Research has shown that when it comes to treating the sick, the better the environment, the better the treatment and speedier the recovery - something hospitals are finally putting into practice.

At the University of Texas M.D. Anderson Cancer Center in Houston, an aquarium is implanted into a lobby wall. Freshwater fish flit through the 800-gallon tank, flashing their brilliant scales. They are oblivious to the pain, the sadness, the disease inherent in a facility such as this.

The patients, and friends and family thereof, however, are all too aware of it, and that's why the aquarium is joined by others in waiting rooms, by a cafeteria lined with glass tiles in shades of the sea, by balcony gardens and landscape paintings. In designing this building and another new one next door, M.D. Anderson has included features shown by scientific research to reduce stress, speed healing, even improve staff productivity. The backlit scenes of fall leaves and cherry blossoms in the radiation-therapy suites, the transparent pipes full of bubbles in a waiting room, the staff hallways and waiting rooms flooded with natural light: All of it is intended to conform the hospital's environment to its healing mission.

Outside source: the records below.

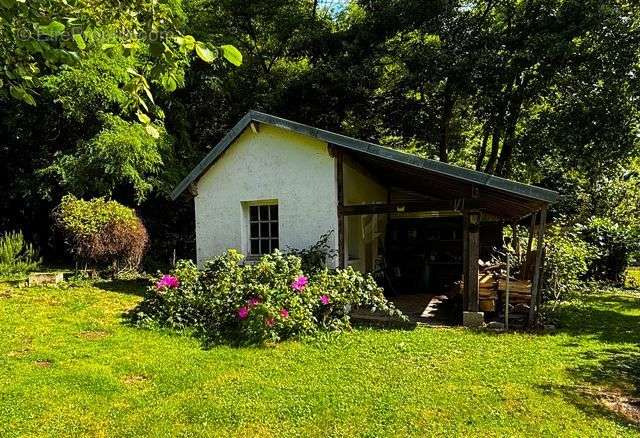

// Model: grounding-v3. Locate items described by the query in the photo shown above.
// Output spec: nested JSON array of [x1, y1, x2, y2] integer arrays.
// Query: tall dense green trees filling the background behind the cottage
[[0, 0, 640, 280]]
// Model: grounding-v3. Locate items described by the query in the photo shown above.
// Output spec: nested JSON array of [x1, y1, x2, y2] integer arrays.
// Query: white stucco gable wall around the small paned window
[[195, 125, 338, 265]]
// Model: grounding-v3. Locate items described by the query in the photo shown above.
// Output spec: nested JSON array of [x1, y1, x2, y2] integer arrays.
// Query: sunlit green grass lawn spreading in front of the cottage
[[0, 283, 640, 437]]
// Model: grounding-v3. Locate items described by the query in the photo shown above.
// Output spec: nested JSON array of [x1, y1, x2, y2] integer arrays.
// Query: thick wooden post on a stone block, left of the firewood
[[463, 210, 480, 312]]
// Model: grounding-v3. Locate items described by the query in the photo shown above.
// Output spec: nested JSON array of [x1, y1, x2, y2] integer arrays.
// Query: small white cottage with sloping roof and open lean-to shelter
[[172, 111, 557, 318]]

It's called evidence-based design, a new effort in healthcare to apply science to construction. For the first time, research about how patients and hospital staff respond to their environment is being synthesized into bricks and mortar. It's a recognition that how patients feel about their treatment can be as important to recovery as the treatment itself, and how their doctors and nurses feel about their workplace molds their on-the-job performance and productivity.

It's hardly rocket science, especially in a world accustomed to working by "best practices" and designing offices for productivity's sake. In healthcare, though, it's only recently that researchers have assembled data from hundreds of individual studies - patients who see trees outside their windows are released sooner than those who see a brick wall; patients in private rooms get fewer infections; patients in well-lit rooms use 22 percent less pain medication after surgery than those in dim ones; and so on - much less put it into practice. "Not enough people administering hospitals know about it; not enough design people know about it," explains Rosalyn Cama, president of the design firm Cama and chair of the board of the Center for Health Design, a nonprofit working to spread the new design gospel. "Corporate America has paid attention to these kinds of things for years, but in healthcare, noone has."

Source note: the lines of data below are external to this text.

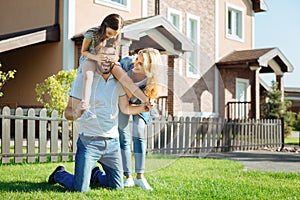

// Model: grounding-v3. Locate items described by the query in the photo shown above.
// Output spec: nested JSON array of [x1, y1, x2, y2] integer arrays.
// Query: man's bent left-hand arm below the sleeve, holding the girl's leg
[[64, 97, 87, 120]]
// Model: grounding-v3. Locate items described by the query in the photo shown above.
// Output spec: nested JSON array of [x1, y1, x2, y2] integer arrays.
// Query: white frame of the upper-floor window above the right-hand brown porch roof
[[225, 3, 245, 42]]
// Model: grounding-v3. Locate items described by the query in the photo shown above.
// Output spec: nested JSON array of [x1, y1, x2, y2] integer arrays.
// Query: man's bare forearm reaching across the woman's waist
[[119, 95, 149, 115]]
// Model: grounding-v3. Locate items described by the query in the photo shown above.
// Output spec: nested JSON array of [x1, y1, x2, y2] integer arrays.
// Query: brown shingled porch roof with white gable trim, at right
[[216, 47, 294, 74]]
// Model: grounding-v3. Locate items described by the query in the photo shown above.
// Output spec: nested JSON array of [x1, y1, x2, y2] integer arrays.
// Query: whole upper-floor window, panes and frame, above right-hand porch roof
[[226, 4, 244, 40]]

I talk to Rosalyn Cama on my cellphone in the hallway of an Austin hospital. My father is in a room about 20 steps away, and suddenly all this research about views and noise and lighting is no longer just theory on a black-and-white page. The first thing I did after my father got settled in was look out the window: There was a big tree with limbs like splayed fingers and a fringe of stubborn yellow leaves unwilling to admit it's February. But the lighting is dim, and announcements spurt from a speaker over my dad's shoulder. Luckily, they're almost drowned out by the sound of bubbling water, like an aquarium aerator, but it's from the device designed to drain his lung, not an intentional intervention of virtual nature.